Gordon, 2018-Ohio-259, 152 Ohio St. 3d 528, 98 N.E.3d 251 (“Gordon II”); and State v. Gordon, 2018-Ohio-1643, as amended nunc pro tunc (May 1, 2018) (“Gordon III”). During 2018 to 2019, Gordon filed three additional pro se appeals. First, in May 2018, Gordon appealed to the Ohio Supreme Court, but it declined to accept jurisdiction. ECF Doc. 8- 1, Ex. 30, Ex. 31, Ex. 33. Second, in June 2018, Gordon tried to reopen his direct appeal, but the Eighth District Court of Appeals denied Gordon’s request. ECF Doc. 8-1, Ex. 34, Ex. 37. Third, in January 2019, Gordon again appealed to the Supreme Court of Ohio, and again the court declined to accept jurisdiction. ECF Doc. 8-1, Ex. 38, Ex. 39, Ex. 41. Turning to the habeas petition, on July 19, 2019, Gordon filed a writ of habeas corpus under 28 U.S.C. § 2254. ECF Doc. 1. On February 12, 2020, the respondent, Lyneal

Wainwright, filed an Answer/Return of Writ. ECF Doc. 8. On August 4, 2020, Gordon filed a Traverse Reply Brief. ECF Doc. 11. On August 22, 2022, Magistrate Judge Clay issued his Report and Recommendation. ECF Doc. 12. On October 24, 2022, Gordon filed written objections. ECF Doc. 14. Standard of Review The Court reviews de novo those portions of the Report and Recommendation to which Gordon objected. 28 U.S.C. § 636(b)(1)(C). A petitioner’s objections should be specific and identify the basis for objecting. Fed. R. Civ. P. 72(b)(3); L. R. 72.3 (b). They should not be “vague, general, or conclusory.” Cole v. Yukins, 7 F. App’x 354, 356 (6th Cir. 2001). After review, the Court “may accept, reject, or modify the recommended disposition; receive further evidence; or return the matter to the magistrate judge with instructions.” Fed. R. Civ. P. 72(b)(3). The Antiterrorism and Effective Death Penalty Act of 1996 governs Gordon’s petition for

writ of habeas corpus. This Court shall not grant an application of habeas corpus adjudicated on the merits in state court unless the adjudication (1) resulted in a decision that was contrary to, or involved an unreasonable application of, clearly established Federal law as determined by the Supreme Court of the United States; or

(2) resulted in a decision that was based upon an unreasonable determination of the facts in light of the evidence presented in the State court proceedings.

28 U.S.C. § 2254(d). Gordon’s Objections Gordon asserts ten objections to the Report and Recommendation. ECF Doc. 14. His first objection disputes the finding that he procedurally defaulted his habeas petition’s first ground, which is that his conviction “is against the manifest weight and therefore insufficient in violation of the 5th and 14th Amendment.” ECF Doc. 1, p. 6; ECF Doc. 14, p. 2. Gordon argues that this Court should excuse any “perceived default.” ECF Doc. 14, p. 2. The first objection is not a proper objection because it fails to “pinpoint” portions of the Report that the Court should specially consider.

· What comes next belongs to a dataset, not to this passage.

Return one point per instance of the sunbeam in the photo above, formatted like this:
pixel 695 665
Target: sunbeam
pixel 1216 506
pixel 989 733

Mira v. Marshall, 806 F.2d 636, 637 (6th Cir. 1986). Additionally, it fails to “alert the Court to alleged errors,” deficiencies, or inaccuracies in the Report’s analysis. Aldrich v. Bock, 327 F. Supp. 2d 743, 747 (E.D. Mich. 2004). Instead, Gordon generally disagrees with the ultimate determination that his habeas petition’s first ground is procedurally defaulted.